L’incontro con Carminati, da come lo hanno ricostruito i pm, nel rispetto della sentenza, ha una strana connotazione che impatta sull’esempio sociale negativo e sulla scelta di campo per chi deve dirigere il principale tg della televisione pubblica

(di Lirio Abbate – repubblica.it) – L’uomo che sussurrava ai potenti, Luigi Bisignani, indicava il giornalista Gian Marco Chiocci agli amici come uno di cui fidarsi, “utilizzato”, a detta dello stesso faccendiere, come “informatore giudiziario”. All’epoca era un cronista del Giornale e ruotava nella sfera di Bisignani dove è stato presentato a diversi esponenti degli apparati di sicurezza e della politica. L’ex carabiniere Giuliano Tavaroli, coinvolto nel caso Telecom-Sismi, ha ricordato ai magistrati che lo interrogavano di aver conosciuto Chiocci proprio attraverso Bisignani, e quest’ultimo non ha fatto mistero dei loro rapporti, sostenendo che il giornalista “veniva spesso da me, soprattutto perché voleva cambiare, mio tramite, testata”.
Il tramite è sempre lui, il faccendiere, colui che Silvio Berlusconi ha definito dieci anni fa come l’uomo più potente d’Italia. Chissà se Vittorio Feltri che lo assunse al Giornale su segnalazione del padre, Francobaldo Chiocci, un grande inviato, era a conoscenza della smania del cronista di cambiare testata. Nel quotidiano fondato da Montanelli è rimasto a lungo, pubblicando notizie e scoop che hanno riguardato anche il caso Telekom Serbia. Su questo argomento e su un dossier che riguardava una spia nei Balcani, Chiocci ha scritto insieme a Mario Sechi che oggi è il capo dell’ufficio stampa di Palazzo Chigi.
La formazione personale e professionale di questo cronista è costellata da apparati legati alla destra. È stimato da Giorgia Meloni che lo ha imposto alla direzione del Tg1. Qualche anno fa i magistrati dell’antimafia di Roma lo hanno sospettato di favorire il leader del clan autoctono della Capitale: Massimo Carminati. C’è una conversazione in cui Salvatore Buzzi racconta a Carminati di aver appreso da Chiocci che era preoccupato per lui perché era sotto intercettazione, rivelando l’esistenza dell’inchiesta. E c’è pure un incontro segreto fra Chiocci e Carminati, in cui il “cecato” si premura di lasciare i telefoni lontano dal cortile di un palazzo in cui stanno parlando, per paura di essere intercettati.

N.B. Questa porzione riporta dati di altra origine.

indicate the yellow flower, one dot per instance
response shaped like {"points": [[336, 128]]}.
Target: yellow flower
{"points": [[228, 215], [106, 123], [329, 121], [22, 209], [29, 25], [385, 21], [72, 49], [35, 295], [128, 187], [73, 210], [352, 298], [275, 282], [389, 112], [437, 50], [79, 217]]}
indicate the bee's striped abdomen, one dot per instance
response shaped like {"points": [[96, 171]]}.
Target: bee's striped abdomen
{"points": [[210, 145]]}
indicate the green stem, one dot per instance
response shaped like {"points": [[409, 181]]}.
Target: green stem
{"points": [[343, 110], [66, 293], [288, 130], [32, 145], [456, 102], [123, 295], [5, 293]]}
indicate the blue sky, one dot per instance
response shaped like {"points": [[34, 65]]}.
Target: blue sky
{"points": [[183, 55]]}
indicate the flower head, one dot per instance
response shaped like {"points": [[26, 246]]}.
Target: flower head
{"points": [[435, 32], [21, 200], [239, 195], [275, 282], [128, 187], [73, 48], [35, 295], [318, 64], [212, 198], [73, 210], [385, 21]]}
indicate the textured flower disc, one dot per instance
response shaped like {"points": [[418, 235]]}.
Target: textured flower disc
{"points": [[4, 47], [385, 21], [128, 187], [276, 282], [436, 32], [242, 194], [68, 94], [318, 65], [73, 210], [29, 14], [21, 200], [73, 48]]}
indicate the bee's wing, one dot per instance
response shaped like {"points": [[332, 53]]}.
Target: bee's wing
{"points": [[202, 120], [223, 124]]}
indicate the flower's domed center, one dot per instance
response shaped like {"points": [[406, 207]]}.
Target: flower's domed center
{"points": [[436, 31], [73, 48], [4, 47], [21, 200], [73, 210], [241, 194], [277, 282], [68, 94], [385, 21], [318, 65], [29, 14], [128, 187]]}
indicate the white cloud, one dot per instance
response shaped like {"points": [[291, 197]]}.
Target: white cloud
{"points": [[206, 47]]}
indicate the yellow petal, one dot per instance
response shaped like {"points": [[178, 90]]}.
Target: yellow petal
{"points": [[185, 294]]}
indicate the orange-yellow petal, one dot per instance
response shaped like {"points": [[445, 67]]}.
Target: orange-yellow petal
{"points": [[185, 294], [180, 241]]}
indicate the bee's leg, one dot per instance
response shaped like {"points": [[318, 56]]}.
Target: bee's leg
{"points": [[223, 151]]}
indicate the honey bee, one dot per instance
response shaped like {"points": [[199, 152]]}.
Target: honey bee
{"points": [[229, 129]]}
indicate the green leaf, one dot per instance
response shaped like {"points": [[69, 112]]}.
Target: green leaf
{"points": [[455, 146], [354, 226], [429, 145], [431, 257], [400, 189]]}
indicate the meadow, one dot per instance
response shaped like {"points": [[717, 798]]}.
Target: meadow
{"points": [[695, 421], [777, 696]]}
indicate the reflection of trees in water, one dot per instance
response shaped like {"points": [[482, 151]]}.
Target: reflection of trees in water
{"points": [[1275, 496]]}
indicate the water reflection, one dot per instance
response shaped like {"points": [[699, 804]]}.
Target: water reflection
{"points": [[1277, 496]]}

Per il giornalista si è trattato della richiesta di una intervista. Per gli inquirenti, invece, ci sarebbe stato il favoreggiamento. Carminati dopo quelle conversazioni “metteva in atto condotte elusive di eventuali attività di intercettazione e di pedinamento, mostrando di versare in un chiaro stato di agitazione”. Accusa dalla quale il giudice ha dichiarato il non luogo a procedere perché il fatto non sussiste. L’incontro, da come lo hanno ricostruito i pm, nel rispetto della sentenza, ha una strana connotazione che impatta sull’esempio sociale negativo e sulla scelta di campo per chi deve dirigere il principale tg della televisione pubblica.